The San Francisco-based OpenAI introduced the new generative AI model GPT-4o on Monday. The "o" stands for "omni" and refers to the model's ability to process text, speech, and video. GPT-4o will be gradually introduced into the company's developer and consumer products over the next few weeks.
OpenAI CTO Mira Murati Explains GPT-4o Exhibits the Intelligence of GPT-4 but Enhances Capabilities Across Various Modalities and Media. "GPT-4o Can Think Beyond Language, Text, and Vision," Murati Said During a Presentation at the OpenAI Offices. "This Is of Great Significance as We Shape the Future of Human-Machine Interaction."
The previous model, GPT-4 Turbo, was designed to analyze images and text. GPT-4o extends these capabilities with language. This allows for a variety of new applications, including an enhanced user experience in the AI-powered chatbot ChatGPT.

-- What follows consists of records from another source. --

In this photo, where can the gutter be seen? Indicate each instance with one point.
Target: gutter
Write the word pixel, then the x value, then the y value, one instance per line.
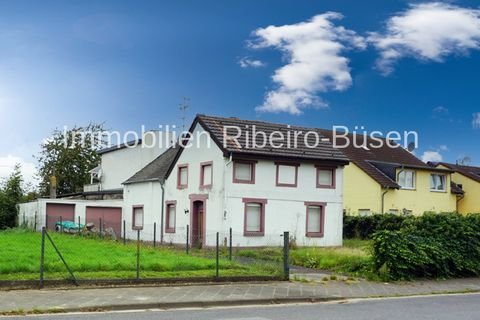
pixel 162 185
pixel 383 199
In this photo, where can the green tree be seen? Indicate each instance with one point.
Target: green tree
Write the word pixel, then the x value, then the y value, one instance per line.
pixel 11 194
pixel 69 155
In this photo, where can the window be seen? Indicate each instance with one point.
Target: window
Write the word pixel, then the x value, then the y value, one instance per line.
pixel 170 216
pixel 315 219
pixel 254 224
pixel 364 212
pixel 244 172
pixel 406 179
pixel 287 175
pixel 393 211
pixel 325 177
pixel 137 218
pixel 437 182
pixel 182 177
pixel 206 174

With GPT-4o, ChatGPT Becomes More User-Friendly as Users Can Now Ask Questions and Interrupt ChatGPT During the Response. The Model Reacts in Real Time and Can Even Recognize Nuances in a User's Voice and Respond Accordingly in Various Emotional Styles, Including Singing.
Additionally, GPT-4o enhances the visual capabilities of ChatGPT. The model can now respond to questions about a photo or a screenshot, for example, "What is happening in this software code?" or "Which brand is this shirt?"
These features are expected to be further developed, according to Murati. In the future, GPT-4 or ChatGPT could, for example, enable one to "watch" a live sports game and explain the rules.
GPT-4o is also multilingual and, according to OpenAI, shows improved performance in around 50 languages. In the OpenAI API and Microsoft's Azure OpenAI service, GPT-4o is twice as fast, half as expensive, and has higher rate limits than GPT-4 Turbo.
Currently, the language functionality of GPT-4 is not yet available to all customers in the API. OpenAI plans to initially provide the new audio capabilities to a small group of trusted partners.
GPT-4o is available in the free version of ChatGPT starting today and for subscribers of the premium plans ChatGPT Plus and Team with "5x higher" message limits. The enhanced ChatGPT language experience will be available in an alpha version for Plus users in the coming months.
Additionally, OpenAI has announced a revised ChatGPT user interface on the web, which offers a "conversation-oriented" homepage and message layout. A desktop version of ChatGPT for macOS allows users to ask questions or take and discuss screenshots via a keyboard shortcut. ChatGPT Plus users will have access to the app starting today, with a Windows version to follow later in the year.
Finally, the GPT Store, OpenAI's Library and Creation Tool for Third-Party Chatbots, is Now Available for Users of the Free ChatGPT Version. Free Users Can Now Also Use Features That Were Previously Behind a Paywall, Such as a Memory Function, Which Allows ChatGPT to Save Preferences for Future Interactions, Upload Files and Photos, and Search the Web for Answers to Current Questions.